Your baby has started climbing out of the crib.
An old favorite. But wait, this doesn’t have to signal the end of the crib! Indeed, it probably shouldn’t since most babies have the physical ability to make this climb way before they are developmentally ready to be sleeping in a bed.
Here are some options: A lot of cribs nowadays have a back that is higher than the front—turn that sucker around! All of a sudden what was once Kilimanjaro has now become Everest. Also, use a sleep sack. I’m a big fan of sleep sacks anyway, for their warmth and as part of a sleep routine. But they are also a wonderful deterrent for hightailing it out of the crib. Have a child who likes to escape from sleep sacks too? No problem! Put that baby on backwards, and zip it up the back. (*This is a good place to note that crib tents, which in the past were used to prevent escapes, are not safe and should not be used; neither should altering the construction of the crib in any way.)
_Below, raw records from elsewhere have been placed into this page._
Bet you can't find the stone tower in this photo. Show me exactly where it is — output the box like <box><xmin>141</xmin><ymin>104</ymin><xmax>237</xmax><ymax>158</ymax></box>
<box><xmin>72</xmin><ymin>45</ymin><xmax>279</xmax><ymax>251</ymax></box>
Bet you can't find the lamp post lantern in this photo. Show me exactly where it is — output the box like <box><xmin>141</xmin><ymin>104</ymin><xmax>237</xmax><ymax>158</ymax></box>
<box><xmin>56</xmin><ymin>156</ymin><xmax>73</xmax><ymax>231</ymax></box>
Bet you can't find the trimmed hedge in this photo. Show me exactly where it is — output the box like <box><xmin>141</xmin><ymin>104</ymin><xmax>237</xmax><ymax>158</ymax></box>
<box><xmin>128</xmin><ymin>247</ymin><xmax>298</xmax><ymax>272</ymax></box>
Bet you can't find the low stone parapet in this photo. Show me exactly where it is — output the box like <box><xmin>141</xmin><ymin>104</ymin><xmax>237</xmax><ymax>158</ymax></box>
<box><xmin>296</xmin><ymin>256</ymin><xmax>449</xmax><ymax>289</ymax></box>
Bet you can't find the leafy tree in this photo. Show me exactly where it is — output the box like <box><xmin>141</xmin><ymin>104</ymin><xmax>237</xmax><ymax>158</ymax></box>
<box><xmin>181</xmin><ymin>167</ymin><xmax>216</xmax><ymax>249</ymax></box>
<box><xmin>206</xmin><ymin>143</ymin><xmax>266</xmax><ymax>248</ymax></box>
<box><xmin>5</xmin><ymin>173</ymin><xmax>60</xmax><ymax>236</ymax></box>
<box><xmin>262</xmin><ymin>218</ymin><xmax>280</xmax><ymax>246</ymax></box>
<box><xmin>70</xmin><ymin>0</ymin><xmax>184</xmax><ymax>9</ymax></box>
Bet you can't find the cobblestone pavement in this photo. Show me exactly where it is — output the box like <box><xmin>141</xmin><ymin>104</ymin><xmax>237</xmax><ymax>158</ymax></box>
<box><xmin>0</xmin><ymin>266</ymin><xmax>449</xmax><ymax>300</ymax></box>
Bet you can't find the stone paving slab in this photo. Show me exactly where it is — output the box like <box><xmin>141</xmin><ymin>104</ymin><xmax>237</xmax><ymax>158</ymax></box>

Your child seems to “want” a bed.
Maybe your child has asked about a big-girl or big-boy bed. Or the child lingers a bit in an older brother’s or sister’s bed. Whatever the reason, I ask parents to consider this reason the most carefully, keeping in mind that at these young ages, many “wants” are projections the parents make onto the child. At the end of the day, the transition should happen because the parents AND the child are really, truly ready.
So when is that time, exactly?
Ideally, a child is in a crib until as close to age 3 as possible; some children who are smaller in size can stay in them even longer. The good news is that even if you have transitioned your child out of a crib prematurely doesn’t mean you can’t go back. Children can very often be successfully transitioned back to a crib once it becomes apparent that they were not yet ready, particularly if the transition was a recent one (less than six months).
Remember, a crib imposes physical limits, which are important for safety purposes, particularly for younger children who cannot yet cognitively grasp what it means to stay in a bed. A crib also offers psychological limits, something that, though it might not always seem that way, children are actively looking for. They will test and they will push, but that doesn’t mean they are ready for one of the biggest changes of their young lives too soon.
And besides, they are only babies and in cribs for so long. It can’t hurt to treasure that time for just a little bit longer, right?